2章の5話にかなりの量の加筆をしております。

ミーシャの思い出話と今後のフラグになってますので、興味を惹かれた方はどうぞ。

読まなくてもお話の展開がわからなくなるということは多分ありません。

与えられた部屋に戻ってこれたのは、大分夜が更けてからのことだった。

いつもの小屋は庭の片隅にあるため、多くの人が訪れる今日は警備上の不安があるからと、本日は久しぶりに王宮の客室へのお泊りだった。


ミーシャは、湯を浴びてさっぱりした身体をベッドの上へと横たえ、大きく息を吐いた。

「付き合いきれない」とミーシャの手を引いてラライアは退出したが、城の大広間では朝方まで、パーティーは続くそうだ。ライアンは少しでも多くの人を労うために、最後まで付き合うらしい。

(大人ってタフだな……)

ひっそりとそんな事を考えながら目を閉じる。

柔らかな感触に身体を預ければ、そのまま、ズブズブと沈み込んでしまいそうな錯覚に陥り、自分が思っていたより疲れていたことを知った。


「楽しかった………な」

脳裏に、大広間での出来事が浮かんでは消えていく。たくさん踊って、たくさん笑って、色んな人と話した。

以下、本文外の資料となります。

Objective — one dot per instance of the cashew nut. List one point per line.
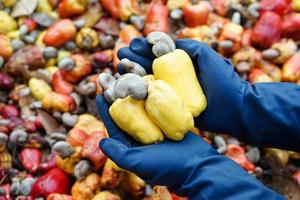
(107, 82)
(3, 138)
(133, 85)
(162, 43)
(82, 169)
(221, 144)
(63, 149)
(18, 136)
(253, 10)
(270, 54)
(133, 67)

なんだか嫌な視線を向ける人もいたけれど、コーナンやカイト達が直ぐに遮ってしまったため、あまり印象には残っていなかった。


「お城の舞踏会………まるで絵本の中のお話みたいだよね」

幼い頃に父親が土産にと持って来た絵本の中に、女の子が王子様と踊る場面があった事を思い出して、ミーシャはクスクスと笑った。

なん度も読み返しては憧れていた忘れられたお姫様のお話。


「王子様じゃなくて、王様と踊っちゃったし」

まるで背中に羽が生えたみたいに、体が軽かった。

ライアンが次に何をしたいのか考えるよりも先に分かって、足が勝手に複雑なステップを踏んでいた。

あれは、とても不思議な感覚だった。

気がついたら、音楽が終わっていて、たくさんの人から拍手をもらっていた。

「もう一度同じ事をしろって言われても、無理な気はするけど、ね」

きっとあれは、初めてのパーティーに出た自分へのご褒美的な何かだったのだろう。


(いっぱい、いっぱい、楽しかったし、明日から、また頑張ろう)

ふわふわした気持ちを抱えながらそう思うと、ミーシャは、あくびを一つこぼし、抵抗する事なく眠りの世界へと吸い込まれていった。









窓の外からは楽しげな喧騒がかすかに聞こえている。

老婆は力の入らない体を薄い布団に預け、ボンヤリとそれを聞いていた。

微かな喧騒よりも、隙間風のようなヒューヒューという音がやけに耳についた。

高熱に侵された老婆はその音が自分の喉から溢れる呼吸音だということに、気づけない。

ただ、ボンヤリとした頭でそういえば夏の祭りがあるんだと考えるだけだった。


去年の祭りの頃はまだ元気で、臨時の出店で焼き菓子を売って小銭を稼いでいた。

それなのに、今は身体どころが指一本動かすのも億劫だった。

高熱によるひどい倦怠感。それを無視して無理に動けば胸を破りそうな咳の発作と関節の痛みが起こった。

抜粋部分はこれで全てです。